The company lowered its full-year revenue forecast
Home furnishing retailer RH (NYSE:RH) announced yesterday evening that it was lowering its full-year 2022 revenue forecast, and now expects a decline between 2% and 5%. The company’s CEO noted a weakening maro-economic environment, which has weighed on demand. In response, RH is down 7.7% at $219 ahead of the open.
Following the update, analysts rushed in to slash their price targets on RH stock. No less than nine brokerages lowered their price objectives, including Tesley, which cut its price target all the way to $285 from $375. UBS also issued a deep price-target cut to $240 from $350.
The 12-month consensus price target now stands at $344.87 — a 45.3% premium to current levels. Meanwhile, 11 of the 16 in coverage still consider the stock a “strong buy,” which could leave it vulnerable for even more bear notes down the line.

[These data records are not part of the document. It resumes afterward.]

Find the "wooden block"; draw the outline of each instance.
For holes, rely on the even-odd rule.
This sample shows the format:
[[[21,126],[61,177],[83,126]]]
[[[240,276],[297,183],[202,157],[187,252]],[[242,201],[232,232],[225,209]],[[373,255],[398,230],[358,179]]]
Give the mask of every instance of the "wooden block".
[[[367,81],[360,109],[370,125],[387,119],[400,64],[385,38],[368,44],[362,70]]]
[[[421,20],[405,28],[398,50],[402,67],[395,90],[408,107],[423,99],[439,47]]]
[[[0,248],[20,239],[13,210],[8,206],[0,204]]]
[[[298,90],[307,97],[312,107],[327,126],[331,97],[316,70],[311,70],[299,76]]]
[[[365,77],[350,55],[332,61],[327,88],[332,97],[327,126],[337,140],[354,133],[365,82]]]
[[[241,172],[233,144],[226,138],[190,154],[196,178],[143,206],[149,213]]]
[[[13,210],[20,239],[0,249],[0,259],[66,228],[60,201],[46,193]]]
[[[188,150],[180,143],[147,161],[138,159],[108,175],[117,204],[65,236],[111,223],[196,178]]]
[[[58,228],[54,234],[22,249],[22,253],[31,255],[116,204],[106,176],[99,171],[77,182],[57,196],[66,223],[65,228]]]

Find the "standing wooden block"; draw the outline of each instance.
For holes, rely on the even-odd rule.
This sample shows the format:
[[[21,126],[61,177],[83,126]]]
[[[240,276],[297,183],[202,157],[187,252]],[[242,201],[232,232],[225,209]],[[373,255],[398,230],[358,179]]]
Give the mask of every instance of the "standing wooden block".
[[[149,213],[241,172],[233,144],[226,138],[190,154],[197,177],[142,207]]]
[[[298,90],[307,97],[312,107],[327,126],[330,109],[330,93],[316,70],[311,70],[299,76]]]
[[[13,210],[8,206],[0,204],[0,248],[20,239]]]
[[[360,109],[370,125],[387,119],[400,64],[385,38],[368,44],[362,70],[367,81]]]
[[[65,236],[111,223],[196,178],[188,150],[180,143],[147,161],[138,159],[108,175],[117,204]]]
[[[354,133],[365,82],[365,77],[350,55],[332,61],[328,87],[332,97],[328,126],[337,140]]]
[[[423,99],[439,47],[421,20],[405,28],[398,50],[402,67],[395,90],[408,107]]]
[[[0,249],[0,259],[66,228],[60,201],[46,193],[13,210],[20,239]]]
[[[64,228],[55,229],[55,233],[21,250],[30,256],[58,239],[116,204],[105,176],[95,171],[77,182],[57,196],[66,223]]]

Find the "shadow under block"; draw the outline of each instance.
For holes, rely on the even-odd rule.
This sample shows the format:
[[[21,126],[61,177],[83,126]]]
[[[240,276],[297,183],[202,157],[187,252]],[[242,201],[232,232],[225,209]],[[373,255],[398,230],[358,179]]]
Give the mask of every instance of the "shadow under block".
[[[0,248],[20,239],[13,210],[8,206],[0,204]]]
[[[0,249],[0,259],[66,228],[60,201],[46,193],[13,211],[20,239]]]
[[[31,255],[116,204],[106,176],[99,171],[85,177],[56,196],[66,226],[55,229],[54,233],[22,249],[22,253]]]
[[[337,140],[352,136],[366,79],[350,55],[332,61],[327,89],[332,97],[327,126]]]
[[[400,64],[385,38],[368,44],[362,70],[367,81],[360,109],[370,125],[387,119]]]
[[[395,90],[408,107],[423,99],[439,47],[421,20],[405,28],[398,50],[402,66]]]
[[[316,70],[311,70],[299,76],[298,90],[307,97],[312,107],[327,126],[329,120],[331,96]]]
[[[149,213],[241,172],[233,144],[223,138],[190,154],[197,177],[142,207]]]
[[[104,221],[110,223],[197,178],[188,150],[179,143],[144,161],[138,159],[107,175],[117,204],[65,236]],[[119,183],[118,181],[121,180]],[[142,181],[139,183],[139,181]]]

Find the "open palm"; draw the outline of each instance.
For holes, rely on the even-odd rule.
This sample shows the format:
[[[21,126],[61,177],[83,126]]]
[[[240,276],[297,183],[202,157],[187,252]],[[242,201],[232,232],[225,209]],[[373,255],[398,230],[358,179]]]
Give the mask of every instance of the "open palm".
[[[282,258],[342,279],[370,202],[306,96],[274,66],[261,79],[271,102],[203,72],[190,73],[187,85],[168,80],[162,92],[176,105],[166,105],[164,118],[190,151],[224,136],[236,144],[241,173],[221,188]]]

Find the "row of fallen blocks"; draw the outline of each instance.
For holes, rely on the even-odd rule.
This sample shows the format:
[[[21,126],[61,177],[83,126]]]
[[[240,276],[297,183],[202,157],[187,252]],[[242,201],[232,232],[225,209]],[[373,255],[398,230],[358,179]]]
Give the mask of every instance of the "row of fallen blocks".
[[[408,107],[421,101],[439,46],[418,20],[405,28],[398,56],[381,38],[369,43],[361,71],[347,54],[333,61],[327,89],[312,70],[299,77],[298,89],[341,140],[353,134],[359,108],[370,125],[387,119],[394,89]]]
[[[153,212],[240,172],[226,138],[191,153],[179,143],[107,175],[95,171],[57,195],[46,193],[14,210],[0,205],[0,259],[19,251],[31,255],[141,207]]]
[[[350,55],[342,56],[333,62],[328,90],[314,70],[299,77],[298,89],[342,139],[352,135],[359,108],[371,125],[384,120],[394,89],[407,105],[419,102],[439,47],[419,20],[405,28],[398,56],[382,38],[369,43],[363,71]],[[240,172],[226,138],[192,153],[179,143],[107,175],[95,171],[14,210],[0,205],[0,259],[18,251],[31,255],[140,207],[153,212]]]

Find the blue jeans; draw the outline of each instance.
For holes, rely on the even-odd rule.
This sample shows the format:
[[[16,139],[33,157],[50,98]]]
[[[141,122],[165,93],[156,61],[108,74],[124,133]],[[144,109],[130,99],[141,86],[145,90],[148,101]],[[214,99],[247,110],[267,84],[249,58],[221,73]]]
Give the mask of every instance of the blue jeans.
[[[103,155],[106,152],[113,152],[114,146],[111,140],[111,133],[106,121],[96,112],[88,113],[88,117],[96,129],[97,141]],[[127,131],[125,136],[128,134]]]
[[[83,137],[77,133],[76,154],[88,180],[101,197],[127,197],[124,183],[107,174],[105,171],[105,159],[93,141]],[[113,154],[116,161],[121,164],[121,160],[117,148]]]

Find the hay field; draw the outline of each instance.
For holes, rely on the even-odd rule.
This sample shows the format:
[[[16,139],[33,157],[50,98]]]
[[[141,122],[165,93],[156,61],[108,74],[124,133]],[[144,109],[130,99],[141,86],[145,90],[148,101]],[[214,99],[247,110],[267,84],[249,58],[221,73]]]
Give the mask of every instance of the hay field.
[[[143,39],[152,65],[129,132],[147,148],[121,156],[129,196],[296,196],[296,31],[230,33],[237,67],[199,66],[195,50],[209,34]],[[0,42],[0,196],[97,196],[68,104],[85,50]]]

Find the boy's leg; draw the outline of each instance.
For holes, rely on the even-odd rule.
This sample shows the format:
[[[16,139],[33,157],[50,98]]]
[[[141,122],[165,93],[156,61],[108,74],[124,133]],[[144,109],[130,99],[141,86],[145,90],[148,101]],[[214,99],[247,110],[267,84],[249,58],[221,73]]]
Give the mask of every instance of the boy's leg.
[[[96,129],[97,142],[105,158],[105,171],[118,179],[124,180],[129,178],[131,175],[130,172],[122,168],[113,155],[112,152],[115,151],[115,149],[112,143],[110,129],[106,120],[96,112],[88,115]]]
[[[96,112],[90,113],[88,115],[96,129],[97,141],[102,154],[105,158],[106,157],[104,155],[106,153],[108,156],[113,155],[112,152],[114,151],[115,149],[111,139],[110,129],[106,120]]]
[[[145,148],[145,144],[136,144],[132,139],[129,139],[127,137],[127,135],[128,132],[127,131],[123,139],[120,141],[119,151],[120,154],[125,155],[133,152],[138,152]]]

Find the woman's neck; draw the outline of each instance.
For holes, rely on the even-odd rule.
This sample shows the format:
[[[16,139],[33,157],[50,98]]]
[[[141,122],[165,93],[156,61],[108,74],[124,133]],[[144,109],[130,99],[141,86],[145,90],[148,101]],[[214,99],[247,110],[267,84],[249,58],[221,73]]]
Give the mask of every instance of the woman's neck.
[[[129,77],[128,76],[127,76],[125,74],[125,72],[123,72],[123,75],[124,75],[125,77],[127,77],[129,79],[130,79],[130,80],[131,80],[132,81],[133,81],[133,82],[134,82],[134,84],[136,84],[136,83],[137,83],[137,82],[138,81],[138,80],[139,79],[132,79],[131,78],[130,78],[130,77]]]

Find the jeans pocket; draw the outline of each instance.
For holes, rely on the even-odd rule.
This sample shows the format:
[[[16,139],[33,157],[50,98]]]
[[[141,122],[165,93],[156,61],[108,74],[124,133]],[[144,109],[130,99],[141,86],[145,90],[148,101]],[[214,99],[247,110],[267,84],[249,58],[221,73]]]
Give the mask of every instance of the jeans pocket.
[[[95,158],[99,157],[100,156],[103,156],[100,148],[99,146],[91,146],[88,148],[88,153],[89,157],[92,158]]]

Options traders have also been unusually bullish, and an unwinding here could put even more pressure on the shares. At the International Securities Exchange (ISE), Cboe Options Exchange (CBOE), and NASDAQ OMX PHLX (PHLX), the equity sports a 10-day call/put volume ratio of 6.54 that stands higher than 100% of readings from the past year. In other words, calls are being picked up at their quickest clip in a year at the moment.
It’s been a tough year for the stock, which was already down more than 55% in 2022. The shares are looking to wrap up the second quarter with more than 30% in losses as they log their fourth-straight quarterly drop — marking RH’s longest losing streak of this kind since 2016. An even closer look shows the stock ready to open at its lowest level in over two years, while the 40-day moving average has worked to lead the stock lower for the better part of the past 12 months.